После встречи дивизиона с колонной боезапаса начальник разведки тут же уехал вперёд. Людмила так и не видала его. Встречный бой под Егорлыком и все дальнейшие события представлялись ей, как в тумане. Она думала только об Андрее, который находится в ещё более опасном месте, и совершенно забывала о том, что может сама не возвратиться из этого рейда.
— Земсков в штабе, — ответил Ропак, — вы же понимаете, что все подробности нашего рейда представляют первостепенный интерес для высшего командования!
Земсков действительно был в штабе. Под диктовку майора Будакова писарь записывал сведения, которые сообщал начальник разведки.
— В семнадцать тридцать орудие сержанта Сомина сбило пикирующий бомбардировщик «Юнкерс-88», — рассказывал Земсков. — Если бы не Сомин, наш боезапас был бы взорван. Орудие открывало огонь более тридцати раз…
— Пишите, — перебил Будаков, — сбит один самолёт. Все у вас, Земсков?
— Необходимо отметить действия расчёта Сомина во время конвоирования колонны с боезапасом. Прошу отметить также, что инженер-капитан Ропак проявил большую выдержку во время налёта и потом, когда мы встретили конный патруль противника.
Земсков не сказал о том, что этот патруль был уничтожен только благодаря его собственной смелости и находчивости. Но Будакова не интересовали никакие проявления героизма. Он уже хотел отпустить Земскова, когда в штабной фургон взобрался Ропак.
— Александр Иванович, я пришёл специально, чтобы, как начальник боепитания, доложить вам об исключительной смелости и упорстве, проявленных лейтенантом Земсковым.
Будаков тщательно расправил свои усы:
— Вы, товарищи командиры, сговорились, что ли, расхваливать друг друга? Ну, какие там ещё геройские подвиги?
Слушая рассказ инженера, Будаков нетерпеливо постукивал карандашиком по столу. Земсков попросил разрешения уйти и выпрыгнул из штабного фургона. Он чуть не сбил с ног Шубину.
— Людмила! Давно вас не видел! Ну, как вам все это нравится? Хорошо хоть со мной не поехали.
Людмила ждала, что Андрей скажет ей что-нибудь ещё, но Земскову было не до неё. Он был возмущён тем, как безразлично отнёсся начальник штаба ко всему, что ему было доложено.

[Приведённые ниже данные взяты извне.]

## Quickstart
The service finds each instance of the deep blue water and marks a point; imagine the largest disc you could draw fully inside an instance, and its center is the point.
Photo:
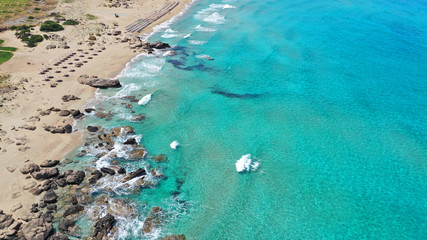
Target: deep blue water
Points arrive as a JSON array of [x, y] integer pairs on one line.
[[330, 97]]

В фургоне раздавались короткие очереди пишущей машинки, прерываемые неторопливым баском Будакова.
«Он мне ещё не раз напакостит, — подумал Земсков, — ну, да черт с ним. Моё дело — разведка».
Людмила все ещё стояла рядом.
— Вы сюда? — спросил лейтенант.
Она пришла специально, чтобы его увидеть, побежала стремглав, как только освободилась в санчасти, а он даже внимания на неё не обращает. Людмила ответила с деланой небрежностью:
— Да, сюда, к Александру Ивановичу.
— А! — сказал Земсков. — Ну, я пошёл.
Людмила осталась стоять у штабного фургона. Из двери высунулась длинная голова Будакова:
— Пожалуйте, Людмила Васильевна!
Людмила подумала и вошла, но как только майор отослал писаря, она тоже поднялась, вытянув руки по швам:
— Разрешите идти, товарищ майор? — и, не дожидаясь разрешения, выпрыгнула из фургона.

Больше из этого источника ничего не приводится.